A force de vouloir bien faire, on avait trop fait. Le développement exagéré nuisait à la rapidité des mouvemens, et l’on comprit qu’il valait mieux multiplier les ambulances que de les surcharger. On les dédoubla et l’on adopta une sorte de règle uniforme qui assurait à chacun de ces petits hôpitaux mobiles 15 chirurgiens, 1 aumônier, 1 pasteur, 20 ou 30 infirmiers, 2 voitures qui contenaient de 60 à 100 brancards, de 4 à 6 tentes pouvant recevoir 20 lits chacune, des vivres et des fourrages pour la consommation d’une semaine, et enfin un fourgon contenant les boîtes d’instrumens de chirurgie, les linges de pansement, et une pharmacie de campagne. Dans l’espace d’un seul mois, la Société de secours fit partir 17 ambulances, qui rejoignirent les corps d’armée et se mirent aux ordres des commandans en chef. Si l’on songe qu’au début de la guerre rien n’était prêt, que rien n’avait même été prévu, on reconnaîtra que ce résultat démontre une vigueur d’initiative que rien n’a pu ralentir.
Ceux qui, à cette époque, ont visité le Palais de l’Industrie, ne l’ont pas oublié. C’était le quartier-général de la commisération et du dévoûment. On eût dit que chacun s’empressait de participer à cette guerre qui menaçait nos destinées. Pendant que nos soldats luttaient contre des masses ennemies au milieu desquelles ils tourbillonnaient sans parvenir à se faire jour, on accourait à leur aide, et la bonne France ne se réservait pas.

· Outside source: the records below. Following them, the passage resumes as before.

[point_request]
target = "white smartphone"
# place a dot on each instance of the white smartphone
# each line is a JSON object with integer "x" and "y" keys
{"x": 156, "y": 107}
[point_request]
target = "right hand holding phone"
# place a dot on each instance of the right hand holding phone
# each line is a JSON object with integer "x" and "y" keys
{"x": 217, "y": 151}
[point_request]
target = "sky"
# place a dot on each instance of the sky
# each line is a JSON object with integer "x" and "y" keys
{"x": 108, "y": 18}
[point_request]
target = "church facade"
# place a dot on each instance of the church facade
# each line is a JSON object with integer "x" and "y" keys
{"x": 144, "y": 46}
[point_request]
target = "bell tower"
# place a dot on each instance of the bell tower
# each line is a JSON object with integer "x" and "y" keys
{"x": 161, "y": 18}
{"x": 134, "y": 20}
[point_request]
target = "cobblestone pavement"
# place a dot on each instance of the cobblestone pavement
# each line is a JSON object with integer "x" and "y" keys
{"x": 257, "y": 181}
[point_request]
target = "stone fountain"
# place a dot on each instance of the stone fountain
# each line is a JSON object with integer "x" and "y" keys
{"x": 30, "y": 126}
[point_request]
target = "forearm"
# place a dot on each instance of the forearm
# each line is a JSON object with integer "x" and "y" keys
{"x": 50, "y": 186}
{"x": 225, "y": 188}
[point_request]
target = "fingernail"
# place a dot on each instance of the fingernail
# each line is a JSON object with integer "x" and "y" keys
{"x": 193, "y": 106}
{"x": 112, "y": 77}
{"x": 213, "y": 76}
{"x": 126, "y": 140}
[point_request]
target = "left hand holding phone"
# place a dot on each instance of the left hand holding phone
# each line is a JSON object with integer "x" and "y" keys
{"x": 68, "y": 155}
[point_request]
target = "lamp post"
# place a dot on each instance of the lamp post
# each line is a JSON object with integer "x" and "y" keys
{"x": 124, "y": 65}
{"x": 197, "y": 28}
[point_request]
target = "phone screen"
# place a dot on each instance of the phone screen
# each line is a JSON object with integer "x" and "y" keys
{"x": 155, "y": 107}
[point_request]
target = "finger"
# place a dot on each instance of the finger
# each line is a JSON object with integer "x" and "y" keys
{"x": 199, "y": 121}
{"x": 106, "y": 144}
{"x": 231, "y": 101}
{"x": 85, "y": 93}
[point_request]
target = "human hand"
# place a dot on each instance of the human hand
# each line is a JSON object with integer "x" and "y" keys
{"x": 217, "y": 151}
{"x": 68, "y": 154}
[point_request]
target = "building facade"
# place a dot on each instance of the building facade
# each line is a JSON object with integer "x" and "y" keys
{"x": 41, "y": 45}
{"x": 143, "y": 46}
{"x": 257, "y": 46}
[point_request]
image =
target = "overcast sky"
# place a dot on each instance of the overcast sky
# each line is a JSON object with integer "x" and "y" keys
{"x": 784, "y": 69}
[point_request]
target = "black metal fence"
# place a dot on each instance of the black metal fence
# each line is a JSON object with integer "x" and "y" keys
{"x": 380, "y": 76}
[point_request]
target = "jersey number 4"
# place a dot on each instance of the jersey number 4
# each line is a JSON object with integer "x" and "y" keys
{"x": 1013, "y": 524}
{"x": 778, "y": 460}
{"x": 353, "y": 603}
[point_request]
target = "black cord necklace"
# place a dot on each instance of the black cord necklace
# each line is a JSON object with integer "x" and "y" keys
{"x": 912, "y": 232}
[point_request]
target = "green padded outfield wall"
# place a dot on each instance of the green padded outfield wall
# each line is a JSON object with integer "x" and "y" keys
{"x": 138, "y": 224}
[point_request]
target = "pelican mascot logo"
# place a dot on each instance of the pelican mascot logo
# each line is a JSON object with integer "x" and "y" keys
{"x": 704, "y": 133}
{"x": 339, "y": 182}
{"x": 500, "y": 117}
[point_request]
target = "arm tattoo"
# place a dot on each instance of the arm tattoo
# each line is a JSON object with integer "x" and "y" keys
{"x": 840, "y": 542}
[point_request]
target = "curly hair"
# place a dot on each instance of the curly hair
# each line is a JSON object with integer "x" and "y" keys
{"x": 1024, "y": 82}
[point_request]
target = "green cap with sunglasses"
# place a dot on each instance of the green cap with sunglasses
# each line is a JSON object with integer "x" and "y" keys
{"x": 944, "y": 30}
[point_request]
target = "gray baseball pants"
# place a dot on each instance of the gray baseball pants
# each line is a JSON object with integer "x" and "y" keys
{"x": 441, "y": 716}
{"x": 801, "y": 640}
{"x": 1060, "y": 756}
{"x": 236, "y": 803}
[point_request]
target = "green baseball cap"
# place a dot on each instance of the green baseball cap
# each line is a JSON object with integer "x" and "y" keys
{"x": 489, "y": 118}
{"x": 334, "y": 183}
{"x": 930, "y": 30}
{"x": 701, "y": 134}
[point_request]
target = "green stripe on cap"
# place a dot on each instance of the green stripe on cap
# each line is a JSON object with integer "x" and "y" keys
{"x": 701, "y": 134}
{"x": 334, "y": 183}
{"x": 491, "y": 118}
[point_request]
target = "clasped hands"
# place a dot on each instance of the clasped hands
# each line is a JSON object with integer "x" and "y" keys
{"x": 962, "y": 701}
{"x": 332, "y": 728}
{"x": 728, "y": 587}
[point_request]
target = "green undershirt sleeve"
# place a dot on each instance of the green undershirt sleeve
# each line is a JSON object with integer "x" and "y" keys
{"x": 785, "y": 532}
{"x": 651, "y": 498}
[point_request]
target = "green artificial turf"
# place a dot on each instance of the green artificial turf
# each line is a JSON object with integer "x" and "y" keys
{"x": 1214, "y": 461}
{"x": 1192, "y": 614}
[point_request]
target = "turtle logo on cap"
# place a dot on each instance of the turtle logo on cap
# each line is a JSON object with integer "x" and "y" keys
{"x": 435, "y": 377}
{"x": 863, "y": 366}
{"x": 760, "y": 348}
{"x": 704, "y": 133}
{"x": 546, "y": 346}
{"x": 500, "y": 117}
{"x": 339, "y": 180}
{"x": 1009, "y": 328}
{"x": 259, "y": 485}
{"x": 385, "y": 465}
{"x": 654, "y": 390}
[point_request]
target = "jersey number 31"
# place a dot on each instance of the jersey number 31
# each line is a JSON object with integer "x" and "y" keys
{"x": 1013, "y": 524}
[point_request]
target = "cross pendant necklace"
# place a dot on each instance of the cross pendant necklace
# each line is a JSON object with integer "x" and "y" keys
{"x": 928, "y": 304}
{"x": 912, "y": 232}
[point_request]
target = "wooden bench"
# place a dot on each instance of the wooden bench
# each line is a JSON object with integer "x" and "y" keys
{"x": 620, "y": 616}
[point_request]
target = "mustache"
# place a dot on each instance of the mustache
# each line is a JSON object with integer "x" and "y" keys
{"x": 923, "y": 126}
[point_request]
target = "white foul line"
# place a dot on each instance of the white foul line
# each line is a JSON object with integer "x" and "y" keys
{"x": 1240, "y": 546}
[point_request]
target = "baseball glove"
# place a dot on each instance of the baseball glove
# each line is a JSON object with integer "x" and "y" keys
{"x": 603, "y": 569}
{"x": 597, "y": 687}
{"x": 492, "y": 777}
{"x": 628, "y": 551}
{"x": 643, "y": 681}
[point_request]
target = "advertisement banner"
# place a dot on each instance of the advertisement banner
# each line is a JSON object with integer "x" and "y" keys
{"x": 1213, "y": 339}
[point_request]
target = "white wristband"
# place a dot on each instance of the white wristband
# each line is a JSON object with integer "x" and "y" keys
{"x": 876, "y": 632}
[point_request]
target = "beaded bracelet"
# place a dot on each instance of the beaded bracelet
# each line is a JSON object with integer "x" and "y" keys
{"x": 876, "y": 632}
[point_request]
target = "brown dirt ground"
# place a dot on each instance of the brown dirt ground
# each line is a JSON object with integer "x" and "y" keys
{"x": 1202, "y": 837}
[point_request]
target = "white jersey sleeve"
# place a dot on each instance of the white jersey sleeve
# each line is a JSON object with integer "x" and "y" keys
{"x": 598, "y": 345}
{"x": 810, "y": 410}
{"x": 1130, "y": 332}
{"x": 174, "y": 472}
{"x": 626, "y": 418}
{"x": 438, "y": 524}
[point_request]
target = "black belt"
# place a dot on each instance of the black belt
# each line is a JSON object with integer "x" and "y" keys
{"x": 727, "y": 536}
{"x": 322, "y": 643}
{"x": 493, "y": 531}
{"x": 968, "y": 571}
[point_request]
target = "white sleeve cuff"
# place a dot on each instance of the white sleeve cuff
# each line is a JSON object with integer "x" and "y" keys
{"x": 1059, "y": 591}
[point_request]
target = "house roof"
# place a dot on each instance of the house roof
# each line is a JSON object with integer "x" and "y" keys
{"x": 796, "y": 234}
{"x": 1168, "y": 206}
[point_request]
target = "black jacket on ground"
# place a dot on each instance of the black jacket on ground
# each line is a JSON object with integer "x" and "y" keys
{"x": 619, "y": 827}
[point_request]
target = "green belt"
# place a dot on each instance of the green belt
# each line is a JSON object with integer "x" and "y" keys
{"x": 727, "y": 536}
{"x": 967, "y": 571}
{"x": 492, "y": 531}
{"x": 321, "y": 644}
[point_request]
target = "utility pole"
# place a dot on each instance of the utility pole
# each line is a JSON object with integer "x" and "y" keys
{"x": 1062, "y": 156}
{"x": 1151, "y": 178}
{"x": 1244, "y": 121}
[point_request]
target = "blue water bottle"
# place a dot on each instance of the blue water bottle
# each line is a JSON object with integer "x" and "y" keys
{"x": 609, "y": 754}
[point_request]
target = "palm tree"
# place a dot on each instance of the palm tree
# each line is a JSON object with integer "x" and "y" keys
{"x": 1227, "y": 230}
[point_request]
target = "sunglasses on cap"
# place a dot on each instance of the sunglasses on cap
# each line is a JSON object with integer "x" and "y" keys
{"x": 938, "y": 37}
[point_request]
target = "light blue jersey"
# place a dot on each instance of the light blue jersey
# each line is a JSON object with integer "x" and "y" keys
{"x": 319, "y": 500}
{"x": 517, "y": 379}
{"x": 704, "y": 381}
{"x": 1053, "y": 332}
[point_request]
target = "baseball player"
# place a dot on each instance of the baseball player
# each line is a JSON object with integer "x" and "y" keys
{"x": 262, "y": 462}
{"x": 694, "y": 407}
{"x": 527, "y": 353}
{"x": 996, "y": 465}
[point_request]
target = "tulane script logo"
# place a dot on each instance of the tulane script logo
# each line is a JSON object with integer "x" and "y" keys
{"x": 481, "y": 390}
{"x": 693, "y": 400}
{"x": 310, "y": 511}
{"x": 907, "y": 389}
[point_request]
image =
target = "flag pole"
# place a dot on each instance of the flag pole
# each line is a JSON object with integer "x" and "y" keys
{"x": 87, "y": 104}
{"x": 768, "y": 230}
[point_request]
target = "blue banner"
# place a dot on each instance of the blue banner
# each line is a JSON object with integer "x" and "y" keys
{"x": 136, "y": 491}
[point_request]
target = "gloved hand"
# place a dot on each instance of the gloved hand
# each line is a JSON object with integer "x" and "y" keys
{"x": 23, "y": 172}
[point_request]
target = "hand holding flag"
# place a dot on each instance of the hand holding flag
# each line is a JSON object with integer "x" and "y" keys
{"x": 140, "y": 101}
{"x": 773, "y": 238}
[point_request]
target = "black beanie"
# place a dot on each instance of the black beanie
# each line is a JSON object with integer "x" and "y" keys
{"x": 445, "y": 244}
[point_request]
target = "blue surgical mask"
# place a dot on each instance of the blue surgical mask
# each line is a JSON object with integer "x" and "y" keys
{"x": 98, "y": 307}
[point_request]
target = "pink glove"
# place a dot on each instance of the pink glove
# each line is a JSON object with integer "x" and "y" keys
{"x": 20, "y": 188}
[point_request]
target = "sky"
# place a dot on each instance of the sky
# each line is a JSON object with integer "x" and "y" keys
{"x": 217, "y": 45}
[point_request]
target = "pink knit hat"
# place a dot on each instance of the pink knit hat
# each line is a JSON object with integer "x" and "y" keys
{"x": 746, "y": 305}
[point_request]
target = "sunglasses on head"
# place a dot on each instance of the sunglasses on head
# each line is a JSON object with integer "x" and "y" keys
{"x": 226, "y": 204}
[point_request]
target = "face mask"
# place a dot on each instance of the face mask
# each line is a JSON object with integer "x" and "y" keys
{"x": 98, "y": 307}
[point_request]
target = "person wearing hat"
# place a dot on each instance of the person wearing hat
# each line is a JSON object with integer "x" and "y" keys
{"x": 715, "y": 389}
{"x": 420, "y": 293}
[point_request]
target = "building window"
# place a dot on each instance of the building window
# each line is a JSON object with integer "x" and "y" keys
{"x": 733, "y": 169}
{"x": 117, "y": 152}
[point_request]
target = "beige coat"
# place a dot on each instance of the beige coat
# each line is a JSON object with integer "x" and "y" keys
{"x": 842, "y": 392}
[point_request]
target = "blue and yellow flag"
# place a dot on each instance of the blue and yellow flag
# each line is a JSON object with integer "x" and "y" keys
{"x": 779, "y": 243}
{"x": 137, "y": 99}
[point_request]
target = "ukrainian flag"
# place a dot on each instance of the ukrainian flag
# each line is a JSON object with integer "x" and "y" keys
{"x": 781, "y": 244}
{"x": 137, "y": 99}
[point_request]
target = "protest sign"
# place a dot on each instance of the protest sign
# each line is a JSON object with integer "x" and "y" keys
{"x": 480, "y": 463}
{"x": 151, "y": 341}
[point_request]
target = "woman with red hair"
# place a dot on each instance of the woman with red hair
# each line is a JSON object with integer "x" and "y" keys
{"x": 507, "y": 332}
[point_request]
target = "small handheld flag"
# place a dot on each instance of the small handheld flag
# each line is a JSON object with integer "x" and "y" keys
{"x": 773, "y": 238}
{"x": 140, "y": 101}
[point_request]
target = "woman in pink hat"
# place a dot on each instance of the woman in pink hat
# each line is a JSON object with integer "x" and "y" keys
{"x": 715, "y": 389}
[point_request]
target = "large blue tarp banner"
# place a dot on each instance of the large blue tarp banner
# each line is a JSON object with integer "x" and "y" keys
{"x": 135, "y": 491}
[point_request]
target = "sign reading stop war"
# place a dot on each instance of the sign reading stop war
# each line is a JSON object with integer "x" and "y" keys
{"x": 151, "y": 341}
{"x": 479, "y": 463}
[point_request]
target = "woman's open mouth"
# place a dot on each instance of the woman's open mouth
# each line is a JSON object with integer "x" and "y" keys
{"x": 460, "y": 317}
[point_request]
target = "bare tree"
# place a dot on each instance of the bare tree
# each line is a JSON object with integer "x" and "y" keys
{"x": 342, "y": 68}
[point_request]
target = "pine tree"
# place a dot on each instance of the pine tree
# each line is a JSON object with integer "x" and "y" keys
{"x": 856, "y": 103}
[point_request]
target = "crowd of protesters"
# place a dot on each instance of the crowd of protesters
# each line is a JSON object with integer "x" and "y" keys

Comme dans la chanson chère aux enfans, « l’un apportait du linge, l’autre de la charpie; » c’était par ballots, par charretées qu’arrivaient les objets de pansement, sans compter les vivres transportables, les flanelles contre la rigueur des nuits à la laide étoile, les vins réconfortans, les cigares pour les soirs de bivouac et l’argent qui est le nerf de la guerre, mais qui, entre des mains intelligentes, est bien souvent aussi l’instrument du salut. Après la bataille de Woerth (6 août), qui tue, blesse, fait disparaître dans les deux armées 27,527 hommes, on comprend que Paris sera attaqué et l’on se prépare à le défendre. On en presse l’armement, on y entasse les canons et les projectiles. Le hall du Palais de l’Industrie devient le magasin où, sans relâche, les camions versent les obus ; on accumule les engins de destruction à côté des vastes salles où la pitié recueille les objets de secours qui doivent atténuer les maux de la guerre et porter préjudice à la mort. L’activité était extrême ; des deux parts nul repos ; la barbarie et l’humanité rivalisaient de zèle pour ne point faillir à leur tâche.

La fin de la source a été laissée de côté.